Nellie Bly, il cui vero nome era
Elizabeth Jane Cochran, fu la grande creatrice del giornalismo
investigativo: per decenni è stata dimenticata e adesso per ricordare la
sua vita e le sue opere esce in Italia la prima completa biografia di
Nicola Attadio Dove nasce il vento (Bompiani). Il saggio - che ha
l’andamento di una vera e propria narrazione - descrive l’impegno
sociale della Bly: adoperando una fantasmagoria di travestimenti -
cameriera, carcerata, prostituta - Nellie mise a nudo le durezze della
vita dei lavoratori di fine Ottocento. Raccontò, per esempio, con toni
sensazionalistici ed emotivamente coinvolgenti, il lungo sciopero alla
Pullman Palace Car Company di Chicago, l’azienda produttrice di vagoni
ferroviari, oppure lo scandalo degli affitti nei quartieri modello per
gli operai. Il libro di Attadio ricostruisce in maniera suggestiva anche
l’epica vicenda del giornalismo americano, così cinico e spregiudicato,
dominato dalla guerra delle tirature tra l’editore e giornalista
Pulitzer e William Randolph Hearst, il milionario con il pallino della
carta stampata.
Frangettina folta, colletti di pizzo, Elizabeth
alias Nellie approdò in una redazione a seguito della drammatica
esperienza personale: tredicesima di quindici figli di un facoltoso
giudice, perse il padre assai presto. E si ritrovò ad aiutare i fratelli
e la mamma. Molto colta e abile nella scrittura non riusciva a trovare
un impiego. Dopo aver letto sul Pittsburgh Dispatch un articolo che
sottolineava la «naturale inclinazione» di signore e signorine a
dedicarsi solo ed esclusivamente ai lavori di casa, protestò con una
lettera firmandosi «Orfanella sola». Il direttore le offrì subito un
posto. Però la incaricò di redigere i soliti articoli per il gentil
sesso, dalla cucina al giardinaggio. Nellie abbandonò la scrivania e se
ne andò in Messico per fare la corrispondente. Finita questa esperienza,
emigrò a New York. Nella Grande Mela trovò il suo mentore in Pulitzer
che intuì le sue capacità. Non solo l’assunse ma nel 1888 l’incaricò di
far diventare realtà Il giro del mondo in 80 giorni di Jules Verne.
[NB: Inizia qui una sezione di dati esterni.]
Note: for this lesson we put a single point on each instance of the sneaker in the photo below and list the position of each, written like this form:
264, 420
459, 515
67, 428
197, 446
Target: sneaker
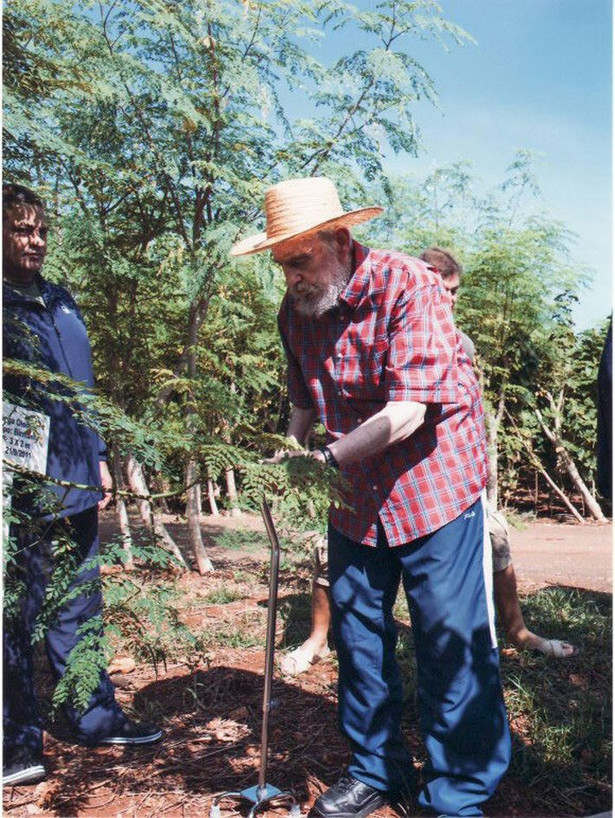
133, 732
25, 768
348, 798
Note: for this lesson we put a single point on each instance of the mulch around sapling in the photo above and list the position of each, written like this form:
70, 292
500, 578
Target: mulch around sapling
210, 707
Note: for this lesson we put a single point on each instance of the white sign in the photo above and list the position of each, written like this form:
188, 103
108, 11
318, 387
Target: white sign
25, 437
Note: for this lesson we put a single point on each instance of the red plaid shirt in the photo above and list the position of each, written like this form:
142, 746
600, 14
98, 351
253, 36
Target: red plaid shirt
392, 338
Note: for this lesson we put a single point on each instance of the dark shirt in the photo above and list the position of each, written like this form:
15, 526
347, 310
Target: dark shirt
51, 335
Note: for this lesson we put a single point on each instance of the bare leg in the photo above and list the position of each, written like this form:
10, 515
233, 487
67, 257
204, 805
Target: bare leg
511, 617
315, 646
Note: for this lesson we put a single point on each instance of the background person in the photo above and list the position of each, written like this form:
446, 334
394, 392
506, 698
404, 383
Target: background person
506, 595
504, 578
43, 326
372, 350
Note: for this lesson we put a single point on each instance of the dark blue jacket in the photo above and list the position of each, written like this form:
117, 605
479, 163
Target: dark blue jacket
54, 337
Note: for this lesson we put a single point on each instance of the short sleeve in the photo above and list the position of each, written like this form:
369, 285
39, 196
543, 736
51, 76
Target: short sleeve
422, 359
298, 392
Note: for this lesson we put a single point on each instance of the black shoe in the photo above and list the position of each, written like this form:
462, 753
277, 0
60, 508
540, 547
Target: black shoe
23, 768
348, 798
132, 732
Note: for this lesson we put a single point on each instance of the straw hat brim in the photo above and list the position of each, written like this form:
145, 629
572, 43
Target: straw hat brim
260, 241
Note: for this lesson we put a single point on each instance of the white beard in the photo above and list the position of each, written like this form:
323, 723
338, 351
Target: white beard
313, 301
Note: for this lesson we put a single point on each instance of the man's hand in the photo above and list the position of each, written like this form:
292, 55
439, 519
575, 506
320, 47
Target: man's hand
106, 481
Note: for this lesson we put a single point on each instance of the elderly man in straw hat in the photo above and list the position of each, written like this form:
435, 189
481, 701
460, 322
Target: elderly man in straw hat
373, 352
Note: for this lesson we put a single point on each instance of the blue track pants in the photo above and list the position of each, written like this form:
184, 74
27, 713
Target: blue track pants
462, 714
21, 717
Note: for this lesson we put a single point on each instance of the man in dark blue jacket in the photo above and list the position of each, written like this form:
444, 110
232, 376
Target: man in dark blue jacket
43, 327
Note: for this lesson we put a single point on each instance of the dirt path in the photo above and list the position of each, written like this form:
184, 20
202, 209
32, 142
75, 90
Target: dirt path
559, 554
544, 553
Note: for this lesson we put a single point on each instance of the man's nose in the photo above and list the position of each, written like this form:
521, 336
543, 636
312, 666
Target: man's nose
292, 275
Doveva battere quel record. L’inviata speciale visitò Europa, Giappone,
Cina, Hong Kong e Sri Lanka. Impiegò 72 giorni e fu la prima donna a
viaggiare non accompagnata attorno al mondo.
Nellie divenne un
simbolo per l’universo femminile più emancipato e per le suffragette.
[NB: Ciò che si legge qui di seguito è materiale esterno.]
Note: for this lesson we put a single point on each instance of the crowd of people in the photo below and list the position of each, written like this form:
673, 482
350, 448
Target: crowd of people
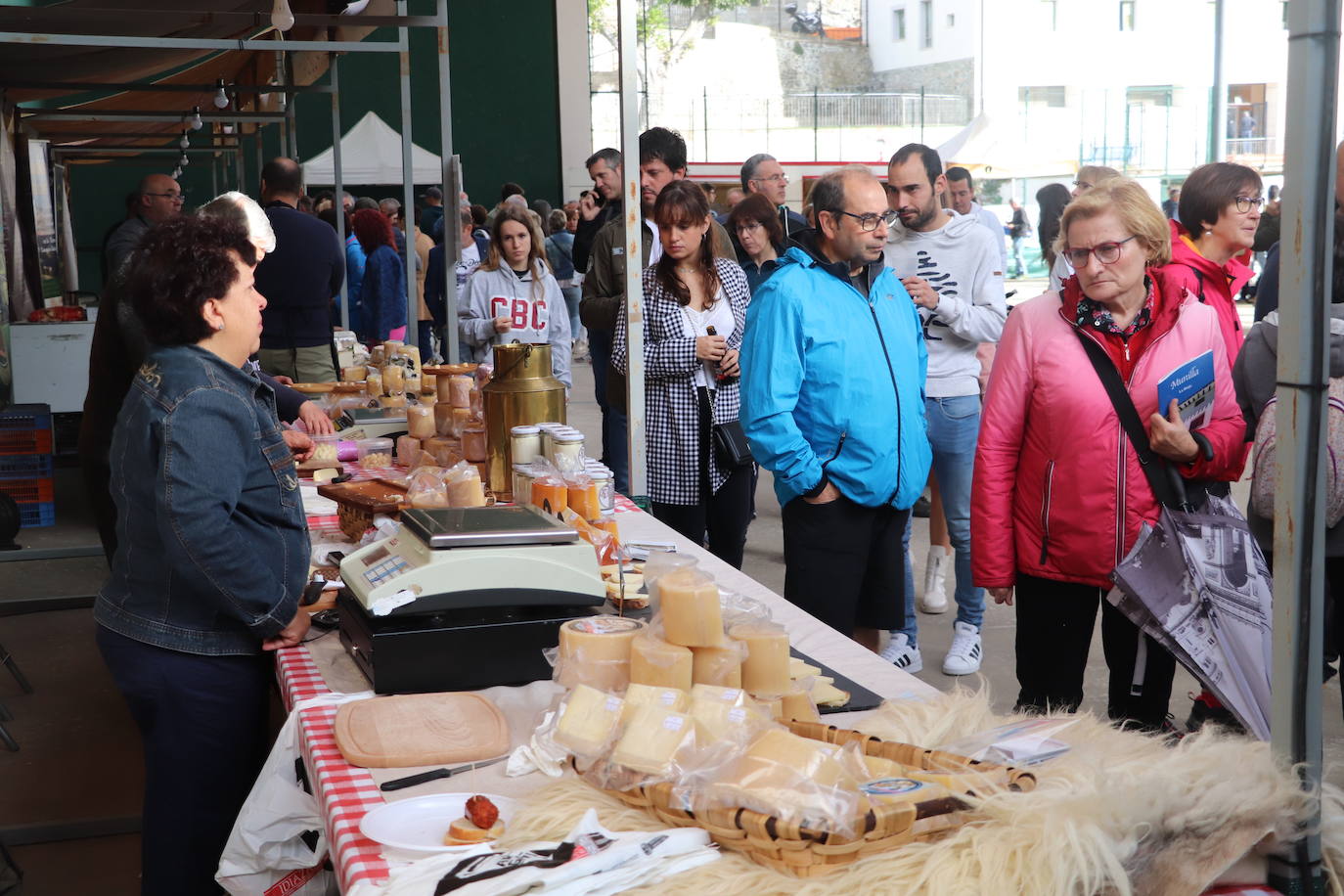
861, 351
Provata da tanti avventurosi articoli, pensò di poter fare a meno del
giornalismo. Convolata a nozze con un ricco industriale, si tenne
lontana dalle rotative. La professione reporter era però una droga. Allo
scoppio della Prima guerra mondiale avvertì di nuovo il canto della
sirena. Con un gruppo di cronisti, tutti uomini, partì per il fronte
russo e serbo e inviò le sue corrispondenze lette da migliaia di persone
al New York Evening Journal. Sconvolta dai massacri e dalla ferocia
bellica, s’impegnò in campagne per gli orfani di guerra. Era sostenuta
da una volontà incontenibile di denuncia e nutriva l’ambizione di sanare
con la forza della sua penna le situazioni sociali più estreme.
Per
decenni la Bly, morta nel 1922 a soli 57 anni, fu ricordata come
l’eroina che aveva gettato un seme capace di germogliare: fu il modello
più gettonato di decine di giornaliste d’assalto. Il suo motto era: «Non
ho mai scritto una parola che non provenisse dal mio cuore e mai lo
farò». In molte, di quella «parola», cercarono di seguire l’esempio.